In consequence of the extraordinary aridity of the atmosphere, the crops are fed by means of water flowing from the masses of ice and snow above. A short meandering and totally confusing walk through the village takes one down to a depression where a lake lies like an oasis, blue and gleaming except at the edges where it reflects the green of the willows and poplars fringing it. Yaks and asses are in abundance at every step you take.

The tingling fresh air and the scent of the apricot trees heightens the senses. Some times, sounds carry for miles like the occasional whistle of a herdsman and the bark of his mastiff. The whole ambience of this little village is scintillating. Right down to the chowkidarni of the IPH or Irrigation and Public Health rest house, the village has an amazingly quaint air about it.

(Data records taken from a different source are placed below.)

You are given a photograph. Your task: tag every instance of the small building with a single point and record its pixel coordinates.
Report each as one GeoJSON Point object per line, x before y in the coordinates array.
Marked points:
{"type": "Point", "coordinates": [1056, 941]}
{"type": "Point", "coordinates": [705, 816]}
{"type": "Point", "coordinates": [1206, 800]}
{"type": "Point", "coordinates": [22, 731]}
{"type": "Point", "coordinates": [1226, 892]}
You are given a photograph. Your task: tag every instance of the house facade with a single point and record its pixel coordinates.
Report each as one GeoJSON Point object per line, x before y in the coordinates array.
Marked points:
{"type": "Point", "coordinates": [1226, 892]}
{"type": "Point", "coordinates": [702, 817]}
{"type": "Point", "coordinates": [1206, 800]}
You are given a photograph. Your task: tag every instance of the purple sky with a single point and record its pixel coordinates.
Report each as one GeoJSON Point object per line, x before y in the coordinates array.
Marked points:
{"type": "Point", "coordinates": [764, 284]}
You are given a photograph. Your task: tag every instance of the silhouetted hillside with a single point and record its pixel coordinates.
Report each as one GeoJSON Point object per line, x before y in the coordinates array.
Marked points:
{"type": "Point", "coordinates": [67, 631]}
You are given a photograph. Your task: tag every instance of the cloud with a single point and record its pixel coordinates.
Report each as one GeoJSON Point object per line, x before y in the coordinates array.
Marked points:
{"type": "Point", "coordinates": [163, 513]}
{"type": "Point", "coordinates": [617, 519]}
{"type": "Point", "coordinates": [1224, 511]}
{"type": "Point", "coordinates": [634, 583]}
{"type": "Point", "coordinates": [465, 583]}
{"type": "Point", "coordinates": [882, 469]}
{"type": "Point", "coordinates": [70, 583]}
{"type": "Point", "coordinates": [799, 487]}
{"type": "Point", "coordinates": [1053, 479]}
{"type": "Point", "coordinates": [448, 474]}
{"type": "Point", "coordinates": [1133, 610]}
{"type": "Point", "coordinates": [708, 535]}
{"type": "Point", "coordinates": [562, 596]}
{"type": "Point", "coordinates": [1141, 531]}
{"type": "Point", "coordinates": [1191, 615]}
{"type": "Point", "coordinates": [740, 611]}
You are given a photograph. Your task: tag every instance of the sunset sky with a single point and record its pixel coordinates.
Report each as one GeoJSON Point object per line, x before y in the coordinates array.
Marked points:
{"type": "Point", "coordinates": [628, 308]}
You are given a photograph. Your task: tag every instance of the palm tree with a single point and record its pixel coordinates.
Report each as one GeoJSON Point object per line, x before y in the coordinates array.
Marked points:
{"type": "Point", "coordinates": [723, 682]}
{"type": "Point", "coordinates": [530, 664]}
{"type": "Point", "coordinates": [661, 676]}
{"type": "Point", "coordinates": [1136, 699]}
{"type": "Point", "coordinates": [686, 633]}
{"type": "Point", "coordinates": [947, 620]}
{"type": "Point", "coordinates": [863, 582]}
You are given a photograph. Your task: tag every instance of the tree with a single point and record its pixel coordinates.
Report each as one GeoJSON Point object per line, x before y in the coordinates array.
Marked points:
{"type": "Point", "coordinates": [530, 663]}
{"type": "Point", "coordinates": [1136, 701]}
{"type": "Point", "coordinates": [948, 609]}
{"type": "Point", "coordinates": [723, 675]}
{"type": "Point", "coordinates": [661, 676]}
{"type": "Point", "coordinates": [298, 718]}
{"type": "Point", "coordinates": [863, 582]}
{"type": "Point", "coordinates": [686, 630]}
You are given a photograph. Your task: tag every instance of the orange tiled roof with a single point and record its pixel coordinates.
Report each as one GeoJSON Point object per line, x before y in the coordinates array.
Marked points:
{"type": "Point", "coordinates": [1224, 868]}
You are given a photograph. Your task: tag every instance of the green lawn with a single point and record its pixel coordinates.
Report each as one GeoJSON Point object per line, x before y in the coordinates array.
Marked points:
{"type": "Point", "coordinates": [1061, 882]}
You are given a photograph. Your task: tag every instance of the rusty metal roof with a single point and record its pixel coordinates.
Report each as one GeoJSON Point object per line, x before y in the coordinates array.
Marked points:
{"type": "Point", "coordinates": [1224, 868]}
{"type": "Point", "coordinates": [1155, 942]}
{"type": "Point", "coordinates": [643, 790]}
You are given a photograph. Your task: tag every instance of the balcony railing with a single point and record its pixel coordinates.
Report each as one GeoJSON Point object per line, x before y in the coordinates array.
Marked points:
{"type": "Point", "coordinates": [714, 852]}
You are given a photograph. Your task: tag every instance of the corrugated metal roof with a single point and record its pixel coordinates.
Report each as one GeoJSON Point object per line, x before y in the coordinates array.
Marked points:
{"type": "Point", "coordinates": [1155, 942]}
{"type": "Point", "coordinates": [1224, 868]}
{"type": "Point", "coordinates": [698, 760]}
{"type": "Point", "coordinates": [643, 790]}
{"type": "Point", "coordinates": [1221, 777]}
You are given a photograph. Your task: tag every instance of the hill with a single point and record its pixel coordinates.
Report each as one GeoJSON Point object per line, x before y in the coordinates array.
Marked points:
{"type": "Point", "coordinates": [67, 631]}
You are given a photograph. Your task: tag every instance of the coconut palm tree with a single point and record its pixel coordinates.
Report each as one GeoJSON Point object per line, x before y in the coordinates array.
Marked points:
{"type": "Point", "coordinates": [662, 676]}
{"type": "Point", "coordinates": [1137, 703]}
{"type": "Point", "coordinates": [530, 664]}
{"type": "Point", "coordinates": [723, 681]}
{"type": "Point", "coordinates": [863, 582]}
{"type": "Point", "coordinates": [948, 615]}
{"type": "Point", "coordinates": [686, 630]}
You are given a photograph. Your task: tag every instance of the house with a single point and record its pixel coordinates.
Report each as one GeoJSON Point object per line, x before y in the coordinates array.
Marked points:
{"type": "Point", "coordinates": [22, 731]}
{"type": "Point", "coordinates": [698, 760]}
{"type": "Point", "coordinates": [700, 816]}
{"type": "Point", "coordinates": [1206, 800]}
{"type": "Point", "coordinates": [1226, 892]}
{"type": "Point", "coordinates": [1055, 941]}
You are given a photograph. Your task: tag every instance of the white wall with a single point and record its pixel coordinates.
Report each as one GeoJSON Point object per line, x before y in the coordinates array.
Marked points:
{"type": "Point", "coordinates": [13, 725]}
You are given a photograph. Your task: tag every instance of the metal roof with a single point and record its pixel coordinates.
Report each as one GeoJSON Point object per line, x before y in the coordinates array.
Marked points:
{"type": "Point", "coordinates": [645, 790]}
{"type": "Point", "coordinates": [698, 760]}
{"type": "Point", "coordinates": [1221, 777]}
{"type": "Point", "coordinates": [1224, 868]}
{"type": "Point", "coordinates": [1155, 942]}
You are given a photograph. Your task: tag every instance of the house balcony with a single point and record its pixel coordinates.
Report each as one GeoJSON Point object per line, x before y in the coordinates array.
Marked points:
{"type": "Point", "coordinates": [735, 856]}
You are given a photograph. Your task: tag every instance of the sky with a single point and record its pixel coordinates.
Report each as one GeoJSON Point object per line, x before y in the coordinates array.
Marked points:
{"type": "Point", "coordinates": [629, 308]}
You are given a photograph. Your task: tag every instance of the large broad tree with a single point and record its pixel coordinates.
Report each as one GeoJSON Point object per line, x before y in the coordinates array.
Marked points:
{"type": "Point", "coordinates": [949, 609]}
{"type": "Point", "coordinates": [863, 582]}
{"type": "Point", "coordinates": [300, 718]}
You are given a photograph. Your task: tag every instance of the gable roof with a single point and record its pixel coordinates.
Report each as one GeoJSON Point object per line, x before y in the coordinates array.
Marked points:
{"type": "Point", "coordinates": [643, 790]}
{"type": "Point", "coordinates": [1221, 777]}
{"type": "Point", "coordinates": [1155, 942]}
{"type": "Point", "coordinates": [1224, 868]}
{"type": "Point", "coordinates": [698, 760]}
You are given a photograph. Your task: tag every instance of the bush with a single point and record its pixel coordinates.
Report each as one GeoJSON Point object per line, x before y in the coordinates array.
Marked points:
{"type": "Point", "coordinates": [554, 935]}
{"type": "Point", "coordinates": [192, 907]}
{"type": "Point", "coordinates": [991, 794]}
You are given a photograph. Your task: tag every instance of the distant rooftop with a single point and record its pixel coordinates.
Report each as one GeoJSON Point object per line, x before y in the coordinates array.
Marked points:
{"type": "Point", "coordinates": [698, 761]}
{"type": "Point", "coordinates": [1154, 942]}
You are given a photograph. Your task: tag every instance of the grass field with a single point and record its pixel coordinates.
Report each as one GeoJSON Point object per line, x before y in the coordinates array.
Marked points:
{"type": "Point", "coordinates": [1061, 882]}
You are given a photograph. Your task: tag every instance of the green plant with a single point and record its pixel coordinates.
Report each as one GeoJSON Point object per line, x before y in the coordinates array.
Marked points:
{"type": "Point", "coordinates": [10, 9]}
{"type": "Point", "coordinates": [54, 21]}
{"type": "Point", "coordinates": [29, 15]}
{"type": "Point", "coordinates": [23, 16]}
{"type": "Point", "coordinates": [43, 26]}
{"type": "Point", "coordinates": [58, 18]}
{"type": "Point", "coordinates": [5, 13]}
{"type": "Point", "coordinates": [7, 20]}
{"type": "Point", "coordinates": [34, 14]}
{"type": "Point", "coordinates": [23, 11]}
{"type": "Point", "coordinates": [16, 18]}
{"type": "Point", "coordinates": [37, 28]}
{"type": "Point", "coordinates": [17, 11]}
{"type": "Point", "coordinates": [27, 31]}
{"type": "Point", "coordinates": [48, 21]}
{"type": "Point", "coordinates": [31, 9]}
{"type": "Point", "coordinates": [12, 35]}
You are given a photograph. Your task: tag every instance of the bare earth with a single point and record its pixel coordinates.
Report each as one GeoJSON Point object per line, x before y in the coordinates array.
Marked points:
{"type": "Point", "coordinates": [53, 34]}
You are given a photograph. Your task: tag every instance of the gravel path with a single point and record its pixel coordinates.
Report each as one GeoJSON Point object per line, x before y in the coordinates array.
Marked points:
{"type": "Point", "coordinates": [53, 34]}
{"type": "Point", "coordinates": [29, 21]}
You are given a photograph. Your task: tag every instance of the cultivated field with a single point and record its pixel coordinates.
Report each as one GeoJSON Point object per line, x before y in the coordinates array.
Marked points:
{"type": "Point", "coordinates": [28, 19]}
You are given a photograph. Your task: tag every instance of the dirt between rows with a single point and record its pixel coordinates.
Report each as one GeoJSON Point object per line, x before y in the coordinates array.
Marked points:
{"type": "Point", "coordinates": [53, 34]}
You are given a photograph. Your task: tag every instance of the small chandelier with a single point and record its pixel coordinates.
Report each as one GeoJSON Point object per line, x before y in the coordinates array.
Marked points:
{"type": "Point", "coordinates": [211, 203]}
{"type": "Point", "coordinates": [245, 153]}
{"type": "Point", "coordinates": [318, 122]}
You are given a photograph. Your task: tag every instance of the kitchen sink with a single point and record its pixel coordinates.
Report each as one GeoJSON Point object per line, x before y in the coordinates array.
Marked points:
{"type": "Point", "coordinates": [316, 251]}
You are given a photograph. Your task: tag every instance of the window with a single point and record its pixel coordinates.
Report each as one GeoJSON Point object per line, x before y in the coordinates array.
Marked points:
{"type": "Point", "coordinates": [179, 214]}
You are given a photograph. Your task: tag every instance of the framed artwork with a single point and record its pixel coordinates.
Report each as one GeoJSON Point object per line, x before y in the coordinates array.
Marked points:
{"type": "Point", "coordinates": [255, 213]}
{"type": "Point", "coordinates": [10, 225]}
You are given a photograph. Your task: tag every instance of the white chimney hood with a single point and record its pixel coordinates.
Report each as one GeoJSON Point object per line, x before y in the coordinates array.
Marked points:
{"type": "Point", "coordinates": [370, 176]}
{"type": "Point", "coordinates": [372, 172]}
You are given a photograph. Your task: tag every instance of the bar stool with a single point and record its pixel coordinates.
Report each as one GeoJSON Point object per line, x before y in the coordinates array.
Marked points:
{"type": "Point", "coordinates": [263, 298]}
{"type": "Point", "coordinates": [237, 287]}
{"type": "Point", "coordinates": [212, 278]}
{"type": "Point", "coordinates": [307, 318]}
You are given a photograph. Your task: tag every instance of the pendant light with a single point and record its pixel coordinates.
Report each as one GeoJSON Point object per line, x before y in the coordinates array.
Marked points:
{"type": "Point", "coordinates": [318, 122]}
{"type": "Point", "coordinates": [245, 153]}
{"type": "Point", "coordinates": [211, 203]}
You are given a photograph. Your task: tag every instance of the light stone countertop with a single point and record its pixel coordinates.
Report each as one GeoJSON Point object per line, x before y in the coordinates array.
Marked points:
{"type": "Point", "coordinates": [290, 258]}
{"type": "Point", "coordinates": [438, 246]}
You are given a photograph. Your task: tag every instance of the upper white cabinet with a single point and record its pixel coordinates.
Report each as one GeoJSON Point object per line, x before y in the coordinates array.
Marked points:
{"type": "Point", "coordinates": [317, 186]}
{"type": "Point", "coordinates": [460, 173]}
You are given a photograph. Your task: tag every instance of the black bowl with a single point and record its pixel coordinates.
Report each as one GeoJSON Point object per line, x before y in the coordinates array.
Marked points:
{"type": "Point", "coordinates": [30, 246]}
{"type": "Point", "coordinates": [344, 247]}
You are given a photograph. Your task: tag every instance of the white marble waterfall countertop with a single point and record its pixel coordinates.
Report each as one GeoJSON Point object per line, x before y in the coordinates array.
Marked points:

Nako is definitely the place to pause in upper Kinnaur and put your feet up for a while. The small village has a definitive Tibetan feel to it and it's all peace and quiet. Several trails lead to nearby villages. The only shop and the only 'restaurant' in town is the Lovon Guesthouse located at the edge of the village near the bus stand. Leaving Nako we were told to get onto the national highway. What one really needed was a dollop of Dylan on a decent stereo and ‘Highway #61, Revisited’.

Though this potholed anomaly where death lurks at every corner isn’t a highway it certainly leads to one of Kinnaur’s well-hidden treasures. It has the mountains for an easel, a pantheon of Gods, temples and monasteries for inspiration and all of nature for its matchless palette.